18 août 2017

Théorie du génie artistique


Lu cet été plusieurs volumes de Dragon Ball (arc de Cell, puis arc de Freezer), d’Akira Toriyama. Relu également tout le début de Ça, de Stephen King. Ces lectures ont été pour moi l’occasion de m’interroger sur la nature du génie artistique, et plus particulièrement dans le domaine de la fiction. Il me semble que l’œuvre de génie provient de la conjonction de trois facteurs plus ou moins indépendants :
- La virtuosité technique. C’est ce qui saute aux yeux au premier abord, et qui maintient un agrément optimal tout au long de la lecture. Dans le cas de Toriyama, le dessin est à la fois simple et très détaillé, le trait est net, les expressions sont rendues avec une dextérité merveilleuse, chaque case est intelligible au premier coup d’œil malgré l’incroyable raffinement des tenues, des paysages, des engins mécaniques, etc. La maîtrise technique est le seul élément du génie artistique qui puisse être imité.
- La virtuosité narrative. On entre là dans le domaine de l’inimitable, de la magie. Chez Toriyama comme chez Stephen King, la structure narrative est à la fois riche et d'une simplicité élémentaire.
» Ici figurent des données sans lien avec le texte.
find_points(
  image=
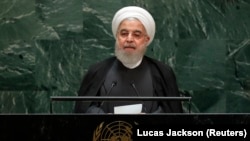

Chaque récit est décomposé en une multitude de sous-récits extrêmement divertissants. Le lecteur est pleinement dans l’action, du début à la fin. Ces sous-récits ne s’enchaînent pas de façon mécanique, mais on progresse vers le dénouement avec une certaine lenteur relâchée, une infinité de bifurcations et de retournements qui semblent improvisés. Et pourtant le chat retombe toujours sur ses quatre pattes.
- Un sens inné des valeurs humaines fondamentales. Jamais, chez King ou Toriyama, le lecteur ne s’interroge sur le Bien et le Mal. Ces notions sont si évidentes pour ces auteurs que l’empathie avec leurs personnages est complète, monolithique. Il faut, pour arriver à toucher ainsi les lecteurs, être doté d’une générosité rare, d’une qualité humaine intrinsèque inaccessible à la plupart d’entre nous. C’est le cas de Toriyama, qui aime la nature et la technologie avec une candeur d’enfant, et de King, pour qui la seule humanité qui vaille est celle des laborieux et des humbles. Tous deux vivent de manière très simple, loin des mondanités, et ont été de bons pères de famille, mariés à la même femme depuis toujours.
Virtuosité technique, virtuosité narrative, humanité hors du commun, ces trois éléments sont sans doute indispensables pour réaliser une œuvre de génie dans le domaine de la fiction, mais sont-ils suffisants ? Il semble que l’élan créateur soit le fruit d’une impulsion unique, et que toute tentative pour en décomposer l’essence en divers éléments distincts soit insuffisante et inadéquate.